I believe in the immense love that grows in my body during nine months. This experience last nine months, forty weeks to be exact; I never imagine all the qualities that I was able to feel. I found this to be an extraordinary experience right away because the first month was like having a bunch of butterflies flying and softly touching my belly. During this month I was so excited, as if I had won the lottery. I told my husband, he could not believe it because I had just lost one the month before, and to make sure we go to the hospital. Both were so nervous. His hands started sweating by the emotion like a running river in the hills; it was so sticky and warm, it was exasperating to be waiting for the doctor to give us the news. He can not wait and go outside; I wait for the doctor. Looking at my eyes the doctor called my name; I stand up and walk toward him. Finally the doctor gave me the news I was waiting for a flower to bloom. I right away went out side to the car in which my husband was waiting for me and saw my husband’s eyes, he looked at me as well and asked me with emotion but a broke voice “what did the doctor said?” We are going to have a tiny cocoon I said, and he broke out in tears. We left the hospital and went to celebrate. The next two months, I was able to use the same cloth; the food I had to eat was everything but healthy food. During these first three months I did not have any nauseas or vomits; I was so happy; I was able to feel the intense movements. Also every movement was like stretching a rubber band side to side until I start the next trimester which made me very sensible.

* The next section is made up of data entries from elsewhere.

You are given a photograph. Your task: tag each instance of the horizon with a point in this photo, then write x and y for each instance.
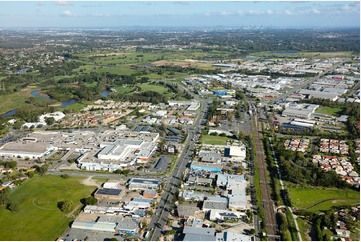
(176, 14)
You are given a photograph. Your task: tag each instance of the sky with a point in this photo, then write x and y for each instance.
(99, 14)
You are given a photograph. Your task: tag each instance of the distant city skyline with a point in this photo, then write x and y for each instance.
(99, 14)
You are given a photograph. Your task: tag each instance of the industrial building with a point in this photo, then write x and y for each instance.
(202, 166)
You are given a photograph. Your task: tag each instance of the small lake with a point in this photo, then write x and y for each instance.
(10, 113)
(284, 52)
(36, 93)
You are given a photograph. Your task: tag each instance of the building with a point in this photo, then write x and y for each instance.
(210, 156)
(143, 184)
(202, 166)
(229, 236)
(108, 193)
(150, 193)
(300, 110)
(199, 234)
(112, 184)
(215, 202)
(236, 153)
(186, 210)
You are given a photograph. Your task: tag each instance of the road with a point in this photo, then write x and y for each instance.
(165, 205)
(267, 202)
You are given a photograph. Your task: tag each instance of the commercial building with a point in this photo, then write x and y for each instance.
(199, 234)
(143, 184)
(108, 193)
(215, 202)
(202, 166)
(300, 110)
(229, 236)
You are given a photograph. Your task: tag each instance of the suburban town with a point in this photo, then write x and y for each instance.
(179, 135)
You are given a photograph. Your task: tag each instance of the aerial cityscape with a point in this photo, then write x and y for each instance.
(180, 121)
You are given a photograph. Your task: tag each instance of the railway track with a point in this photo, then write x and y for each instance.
(267, 202)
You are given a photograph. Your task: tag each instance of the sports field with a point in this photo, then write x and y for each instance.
(318, 199)
(39, 217)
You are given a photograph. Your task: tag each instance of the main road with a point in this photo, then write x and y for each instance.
(173, 184)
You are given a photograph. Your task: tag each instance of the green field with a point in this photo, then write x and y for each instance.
(214, 140)
(38, 217)
(15, 100)
(329, 110)
(155, 88)
(318, 199)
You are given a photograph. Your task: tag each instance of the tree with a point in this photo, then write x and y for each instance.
(13, 207)
(10, 164)
(65, 206)
(90, 201)
(49, 120)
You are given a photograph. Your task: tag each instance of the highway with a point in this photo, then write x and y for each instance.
(165, 205)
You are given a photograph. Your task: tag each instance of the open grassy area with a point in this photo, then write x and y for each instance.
(335, 111)
(304, 228)
(38, 217)
(15, 100)
(214, 140)
(155, 88)
(318, 199)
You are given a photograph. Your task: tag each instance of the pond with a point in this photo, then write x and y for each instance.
(10, 113)
(284, 52)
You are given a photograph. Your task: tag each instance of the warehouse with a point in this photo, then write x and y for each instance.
(201, 166)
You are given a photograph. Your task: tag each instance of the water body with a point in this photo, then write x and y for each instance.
(105, 93)
(285, 52)
(10, 113)
(36, 93)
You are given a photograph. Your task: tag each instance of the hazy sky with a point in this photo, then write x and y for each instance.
(185, 13)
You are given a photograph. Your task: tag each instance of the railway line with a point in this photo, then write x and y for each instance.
(267, 202)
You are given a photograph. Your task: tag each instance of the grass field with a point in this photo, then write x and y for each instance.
(329, 110)
(214, 140)
(304, 227)
(15, 100)
(155, 88)
(38, 217)
(318, 199)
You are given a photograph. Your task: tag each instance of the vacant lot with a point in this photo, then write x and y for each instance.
(317, 199)
(39, 217)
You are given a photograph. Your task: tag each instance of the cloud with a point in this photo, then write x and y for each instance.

The next three months where a disaster, the nauseas were very intense that I even could not smell the food; sometimes when I was cooking, I had to run to the restroom right away. At the same time, I was vomiting; but the movements made me feel how the sea was growing and the waves were bigger. I was in between the sixth and the seventh month; my clothes were bigger now. My belly really pops out the next three months which were the last one the feelings were intense the wound got heavier as if I was caring a forty pound bag full of sand; also the baby got bigger and healthy as a flower when it has enough soils and water. The baby needs me until he or she grew up enough to survive for his/her self. I believe in love; the love that not every body can feel, but a mother that all times will be fighting like a lion for the good of her family.